Republicans: “We Love the Constitution”; Me: “Bullshit”
Why do we continue to let Republicans get away with claiming to love the Constitution. Why do we remain silent when they claim that the Constitution is not a “living document” but that it simply means what it says? We let Republicans define their own view of the Constitution without calling them on their utter hypocrisy. Now that they’ve read the Constitution in the House (well, at least a sanitized version of it), it’s time to push back on their occasional fidelity to the principles of that hallowed document.
How many times have you heard a Republican say that the First Amendment doesn’t contain the phrase “separation of church and state”? Thus, they argue, the wall of separation is not what the Founding Fathers intended. But, by the same token, how many times have you heard a Republican note that the Second Amendment’s right to bear arms is premised upon the necessity for a well-regulated militia? Isn’t it odd how quick Republicans are to demand a very tight parsing of words sometimes but not others?

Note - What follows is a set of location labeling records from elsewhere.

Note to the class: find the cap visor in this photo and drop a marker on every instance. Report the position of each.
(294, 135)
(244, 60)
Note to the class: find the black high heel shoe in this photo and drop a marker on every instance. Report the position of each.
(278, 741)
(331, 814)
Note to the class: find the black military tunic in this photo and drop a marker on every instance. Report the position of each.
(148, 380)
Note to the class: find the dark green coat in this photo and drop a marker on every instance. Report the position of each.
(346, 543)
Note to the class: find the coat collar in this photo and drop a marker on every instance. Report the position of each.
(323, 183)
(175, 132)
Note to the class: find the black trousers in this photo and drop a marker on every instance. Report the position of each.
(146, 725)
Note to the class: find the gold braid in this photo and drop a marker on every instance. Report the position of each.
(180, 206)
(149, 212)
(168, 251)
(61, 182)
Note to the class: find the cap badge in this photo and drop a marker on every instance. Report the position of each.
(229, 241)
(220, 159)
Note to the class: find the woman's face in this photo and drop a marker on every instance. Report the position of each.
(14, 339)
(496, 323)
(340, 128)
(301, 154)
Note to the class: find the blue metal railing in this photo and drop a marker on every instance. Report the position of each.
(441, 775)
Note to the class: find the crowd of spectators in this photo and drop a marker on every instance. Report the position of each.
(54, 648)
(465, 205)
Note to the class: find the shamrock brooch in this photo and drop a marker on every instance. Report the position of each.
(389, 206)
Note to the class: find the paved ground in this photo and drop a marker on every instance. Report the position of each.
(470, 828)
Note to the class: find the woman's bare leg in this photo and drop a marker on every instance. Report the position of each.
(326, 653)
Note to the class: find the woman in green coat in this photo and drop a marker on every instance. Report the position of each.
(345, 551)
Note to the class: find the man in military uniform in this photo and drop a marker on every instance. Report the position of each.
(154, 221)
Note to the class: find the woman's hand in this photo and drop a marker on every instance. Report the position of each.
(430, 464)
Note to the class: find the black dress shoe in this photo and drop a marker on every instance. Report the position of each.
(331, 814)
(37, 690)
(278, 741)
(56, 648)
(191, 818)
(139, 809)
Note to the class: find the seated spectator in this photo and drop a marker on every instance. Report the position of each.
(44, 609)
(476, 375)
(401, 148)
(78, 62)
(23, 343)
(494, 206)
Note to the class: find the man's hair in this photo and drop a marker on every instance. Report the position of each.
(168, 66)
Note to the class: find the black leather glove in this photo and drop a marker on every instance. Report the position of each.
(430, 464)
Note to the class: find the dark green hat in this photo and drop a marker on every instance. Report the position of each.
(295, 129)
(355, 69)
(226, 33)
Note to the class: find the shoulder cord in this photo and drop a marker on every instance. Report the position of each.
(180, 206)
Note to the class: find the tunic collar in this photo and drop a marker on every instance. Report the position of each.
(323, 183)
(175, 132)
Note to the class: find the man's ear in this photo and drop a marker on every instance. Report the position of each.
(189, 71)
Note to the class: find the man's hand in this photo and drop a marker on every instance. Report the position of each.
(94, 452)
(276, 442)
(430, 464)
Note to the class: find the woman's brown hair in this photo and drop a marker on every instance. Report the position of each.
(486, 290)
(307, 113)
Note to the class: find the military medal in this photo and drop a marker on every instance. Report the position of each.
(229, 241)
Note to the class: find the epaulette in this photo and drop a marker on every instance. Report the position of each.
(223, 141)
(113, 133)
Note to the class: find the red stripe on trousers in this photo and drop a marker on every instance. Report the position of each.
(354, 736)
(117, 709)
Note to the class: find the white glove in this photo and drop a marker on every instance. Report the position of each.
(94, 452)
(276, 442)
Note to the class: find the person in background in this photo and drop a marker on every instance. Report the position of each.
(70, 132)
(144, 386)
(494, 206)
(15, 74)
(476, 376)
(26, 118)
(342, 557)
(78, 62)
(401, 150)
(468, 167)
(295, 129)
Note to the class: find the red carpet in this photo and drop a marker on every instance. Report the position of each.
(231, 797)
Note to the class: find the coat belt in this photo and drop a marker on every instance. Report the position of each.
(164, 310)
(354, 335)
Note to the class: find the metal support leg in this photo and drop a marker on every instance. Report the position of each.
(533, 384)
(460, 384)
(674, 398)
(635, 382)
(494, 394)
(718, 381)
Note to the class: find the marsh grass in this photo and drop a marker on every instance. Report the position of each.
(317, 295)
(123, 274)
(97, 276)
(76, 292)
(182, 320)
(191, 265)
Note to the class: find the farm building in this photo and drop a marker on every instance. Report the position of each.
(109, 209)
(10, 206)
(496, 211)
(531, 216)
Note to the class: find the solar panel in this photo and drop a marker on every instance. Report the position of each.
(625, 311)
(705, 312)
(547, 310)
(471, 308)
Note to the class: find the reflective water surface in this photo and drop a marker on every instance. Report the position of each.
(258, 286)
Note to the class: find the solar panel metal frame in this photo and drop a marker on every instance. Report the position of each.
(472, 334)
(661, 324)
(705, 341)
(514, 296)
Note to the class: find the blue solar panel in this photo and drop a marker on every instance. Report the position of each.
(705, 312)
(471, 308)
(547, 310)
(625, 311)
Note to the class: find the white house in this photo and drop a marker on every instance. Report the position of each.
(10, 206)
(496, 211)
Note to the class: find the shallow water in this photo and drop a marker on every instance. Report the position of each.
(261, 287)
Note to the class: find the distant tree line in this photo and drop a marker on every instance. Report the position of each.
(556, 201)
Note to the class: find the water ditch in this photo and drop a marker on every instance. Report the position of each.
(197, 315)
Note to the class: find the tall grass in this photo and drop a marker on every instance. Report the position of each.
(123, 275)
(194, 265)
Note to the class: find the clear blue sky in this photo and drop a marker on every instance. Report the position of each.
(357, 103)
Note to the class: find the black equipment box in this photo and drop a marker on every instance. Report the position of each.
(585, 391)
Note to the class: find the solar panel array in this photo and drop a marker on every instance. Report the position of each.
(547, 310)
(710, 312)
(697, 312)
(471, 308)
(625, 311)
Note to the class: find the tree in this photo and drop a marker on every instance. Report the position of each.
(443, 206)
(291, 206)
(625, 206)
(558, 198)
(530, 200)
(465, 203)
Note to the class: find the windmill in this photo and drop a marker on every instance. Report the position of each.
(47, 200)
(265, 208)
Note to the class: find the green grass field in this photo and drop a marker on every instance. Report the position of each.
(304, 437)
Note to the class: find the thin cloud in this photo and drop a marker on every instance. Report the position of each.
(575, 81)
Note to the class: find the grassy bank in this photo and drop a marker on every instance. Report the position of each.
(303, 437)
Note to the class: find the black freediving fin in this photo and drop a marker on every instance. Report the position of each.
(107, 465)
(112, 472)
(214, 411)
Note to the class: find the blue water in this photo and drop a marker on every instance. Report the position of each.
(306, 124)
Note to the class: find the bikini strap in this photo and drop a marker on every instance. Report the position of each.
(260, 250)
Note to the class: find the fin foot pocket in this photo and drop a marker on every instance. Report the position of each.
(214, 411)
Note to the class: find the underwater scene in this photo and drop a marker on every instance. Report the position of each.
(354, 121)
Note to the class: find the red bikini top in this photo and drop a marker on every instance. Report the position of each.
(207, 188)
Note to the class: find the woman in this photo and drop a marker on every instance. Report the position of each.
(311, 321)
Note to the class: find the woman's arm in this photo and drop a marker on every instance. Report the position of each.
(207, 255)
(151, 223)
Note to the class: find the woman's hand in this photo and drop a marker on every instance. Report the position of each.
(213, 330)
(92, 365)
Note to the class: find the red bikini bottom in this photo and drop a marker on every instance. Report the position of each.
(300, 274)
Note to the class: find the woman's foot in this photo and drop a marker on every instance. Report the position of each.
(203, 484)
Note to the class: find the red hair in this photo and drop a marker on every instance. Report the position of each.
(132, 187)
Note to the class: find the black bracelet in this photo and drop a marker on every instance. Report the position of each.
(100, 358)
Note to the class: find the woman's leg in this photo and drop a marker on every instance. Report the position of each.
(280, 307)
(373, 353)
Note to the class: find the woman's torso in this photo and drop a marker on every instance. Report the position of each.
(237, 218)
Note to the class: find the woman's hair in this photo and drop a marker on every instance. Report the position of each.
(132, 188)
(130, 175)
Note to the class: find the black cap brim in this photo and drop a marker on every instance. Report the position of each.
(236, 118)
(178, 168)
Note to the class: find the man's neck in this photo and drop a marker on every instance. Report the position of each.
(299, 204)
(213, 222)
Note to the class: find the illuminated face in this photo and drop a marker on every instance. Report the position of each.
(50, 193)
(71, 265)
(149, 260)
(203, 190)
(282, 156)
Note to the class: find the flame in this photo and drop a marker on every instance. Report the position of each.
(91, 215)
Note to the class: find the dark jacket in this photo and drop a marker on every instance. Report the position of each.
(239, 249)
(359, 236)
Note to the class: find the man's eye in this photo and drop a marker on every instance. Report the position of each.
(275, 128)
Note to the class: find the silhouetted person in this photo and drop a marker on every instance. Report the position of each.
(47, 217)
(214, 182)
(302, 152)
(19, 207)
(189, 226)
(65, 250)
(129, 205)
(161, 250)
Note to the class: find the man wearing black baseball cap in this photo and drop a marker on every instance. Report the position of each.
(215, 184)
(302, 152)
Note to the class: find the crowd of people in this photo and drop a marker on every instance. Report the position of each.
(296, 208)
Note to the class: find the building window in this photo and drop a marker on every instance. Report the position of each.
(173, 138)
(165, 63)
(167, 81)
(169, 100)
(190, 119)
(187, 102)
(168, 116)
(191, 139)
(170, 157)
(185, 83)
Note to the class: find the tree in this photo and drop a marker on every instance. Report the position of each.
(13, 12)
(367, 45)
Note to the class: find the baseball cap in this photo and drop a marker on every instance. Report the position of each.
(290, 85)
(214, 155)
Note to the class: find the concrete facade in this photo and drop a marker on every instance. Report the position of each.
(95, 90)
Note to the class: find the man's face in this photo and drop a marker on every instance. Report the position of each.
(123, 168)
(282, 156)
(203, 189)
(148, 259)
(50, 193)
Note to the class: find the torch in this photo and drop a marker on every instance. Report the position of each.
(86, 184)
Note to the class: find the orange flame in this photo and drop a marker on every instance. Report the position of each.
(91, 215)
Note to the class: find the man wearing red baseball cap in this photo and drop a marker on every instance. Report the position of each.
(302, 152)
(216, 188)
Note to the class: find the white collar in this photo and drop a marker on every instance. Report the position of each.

Now Republicans are taking aim at the 14th Amendment’s birthright citizenship clause arguing that even though the words of the clause are clear (“All persons born or naturalized in the United States, and subject to the jurisdiction thereof, are citizens of the United States and of the State wherein they reside”), citizenship for someone just because they were born in the United States isn’t what was intended. Hmm. We’re not supposed to look at what the Founding Fathers intended in the First Amendment or Second Amendment, but we are supposed to look at the intent of the Fourteenth Amendment and limited its applicability to former slaves?
Consider this, as well: If Republicans have such an affinity for the Constitution, why are they always so eager to change it? Republicans have proposed repealing the birthright citizenship clause, repealing the 17th Amendment (direct election of senators by citizens instead of by state legislatures), and adding amendments to allow school prayer, ban abortion, and ban same-sex marriage.
One further point to make on this subject: If you read through the amendments to the Constitution, you’ll see that they either restructure procedure (e.g., how Presidential elections and succession work) or grant rights to citizens (e.g., the right to be a citizen, the right of women to vote, the lowering of the voting age, the right to elect senators, and the rights in the Bill of Rights, including the right to freedom of religion, speech, and the press). Only one amendment, the 18th Amendment (prohibition) actually took freedoms away from citizens and that amendment was repealed just fourteen years after it was adopted. Yet Republicans want to amend the Constitution to take away some of those core rights and further amend the Constitution to take away even more rights (or at least create new divisions between classes of people).
Or think of it this way: When you hear about a court case in which one side is arguing that the Constitution protects a particular personal right or argues for the extension of the Constitution to recognize a particular personal right, as a general matter is it usually (of course there are exceptions) Republicans arguing for the expansion of personal rights or against the expansion of personal rights? Here are a few to think about: abortion, interracial marriage, privacy, Miranda rights, searches and seizures, same-sex marriage, voting rights, and discrimination. (Gun control is the one issue where the roles are commonly reversed, but then part of the argument in support of gun control laws is the militia clause in the Second Amendment.)
Alternatively, think of it this way: Which party, Republicans or Democrats, is more often heard complaining about the American Civil Liberties Union? And what exactly is the purpose of the ACLU that so offends so many Republicans: “The ACLU is our nation's guardian of liberty, working daily in courts, legislatures and communities to defend and preserve the individual rights and liberties that the Constitution and laws of the United States guarantee everyone in this country”. So why, exactly, is the ACLU a four-letter word to Republicans? Shouldn’t defending and preserving individual rights and liberties be supported by all who believe in the Constitution?
And why do Republicans base their opposition to health care reform on the Constitution yet have no problem with warrantless wiretapping, indefinite detention, and torture? Why do Republicans want to impose their religious viewpoints on others (school prayer and beginning of life, to name just two) but yell and scream when someone else simply wants to exercise their right to practice their own faith (the Park 51 “Ground Zero” mosque, for example)? Why are Republicans so incensed by a bi-racial President born in Hawaii (so much so that they’re willing to believe that he was born in Kenya or Indonesia or the Zoraxian Galaxy) but were completely ambivalent about a President and Vice President from the same state?
Republicans claim to love the Constitution. They tell us that we should read it carefully and that what it says is what it means, not what courts have “interpreted” it to mean or what we modern Americans might now think it means. In fact, Republicans do love the Constitution; at least the parts that … well … that they love. And the rest of it, the other parts? Not so much.